No meio do tédio desses dias, em que eu me coloco evitando deveres acadêmicos e também evitando a fadiga de atividades que ruem assim que planejadas ou que não me motivam tanto, deitei-me na cama e deixei os pensamentos fluírem.
Muitas coisas brotavam sozinhas. Vai ver é por isso que guardamos bem a informação que memorizamos antes de dormir. Há algo no relaxamento e abstração total que liberta nossa capacidade intelectual e criativa.
E deste algo, me brotou o seguinte questionamento:
E se de repente fosse o fim do mundo?
Se, por algum motivo, não importando qual (meteoro gigantesco se aproximando, implosão do núcleo terrestre, apocalipse zumbi), a vida na Terra estivesse fadada à extinção?
Sei que é meio bizarro, e até sem sentido. Mas sei lá, simplesmente foi algo que me bateu.
O que será que as pessoas fariam?
Não é muito difícil imaginar. Sendo otimista, pelo menos 90% do planeta entraria em frenesi. Saques, migrações em massa desesperadas (se houvesse uma chance de salvação relativa à localidade), violência generalizada nesses atos e em outros como desobediência civil, pânico e suicídio coletivo. Não ia importar muito a classe social ou orientação religiosa, o caos seria uma lei no tempo restante. É como se as pessoas não assistissem filmes de ficção científica, ou não prestassem atenção caso o fizessem. Replicam o mesmo comportamento inútil.
Vamos, seriamente, pensar que tal hipótese - fim do mundo - é um fato constatado para um futuro qualquer. Então, uma coisa deve ser imposta, antes de qualquer planejamento de ato para aproveitar o tempo restante de vida.
Nada que possa ser feito impede o fim do mundo, portanto, quanto mais rápida a aceitação, mais fácil será o que vem até o momento derradeiro.
O pânico e o frenesi citados mais acima são justamente o que levam à humanidade a findar mais rápido, em qualquer cenário imaginável. Não seriam necessários metade dos zumbis estimados, nem que ET's precisassem fazer algo mais do que simplesmente aparecer. A humanidade é tão desmiolada e de psicológico fraco que ao primeiro sinal de problema o desespero é rei. Daí começam os sensos de sobrevivência individualista, acirrando as já existentes desigualdades e preconceitos. Se ainda houvesse chance de sobrevivência ante à ameaça que fosse, esta chance se perderia pra toda a humanidade, dado que 90% dela comprometeria o sucesso da espécie por sua própria natureza imbecilizada.
Ou seja, se houver chance de sobreviver, a melhor ideia possível num primeiro momento é a de se acalmar.
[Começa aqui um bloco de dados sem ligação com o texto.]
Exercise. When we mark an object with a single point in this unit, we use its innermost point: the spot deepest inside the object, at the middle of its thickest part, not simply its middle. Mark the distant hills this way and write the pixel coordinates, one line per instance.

Não é que manter a ordem social seja importante, não, nada disso! Toda e qualquer estrutura social pode ser reconstruída ou melhorada após a garantia de sobrevivência. A questão é que é mais negócio deixar que o 90% se mate sozinho e esperar que isso aconteça isolado, escondido. Sejamos francos, se é pra espécie continuar, claramente não é proveitoso passar o gene do pânico para gerações futuras. E tentar estabelecer ordem no caos é inútil. Essas pessoas se destruiriam sozinhas ou se expondo ao perigo iminente com ou sem orientação de quem conseguisse entender a importância da sobrevivência como coletivo. E esse é o primeiro paradoxo ao qual um sobrevivente deve se adaptar: para que haja algum coletivo no futuro, não se deve tentar impedir o fim da maior parte do coletivo presente. Basta pensar um pouco. Se você quer sobreviver, e pode (tentar) garantir a sobrevivência de mais algumas pessoas ao seu redor, tentar salvar todo e qualquer ser humano no seu raio de alcance provavelmente vai arruinar a todos de uma vez.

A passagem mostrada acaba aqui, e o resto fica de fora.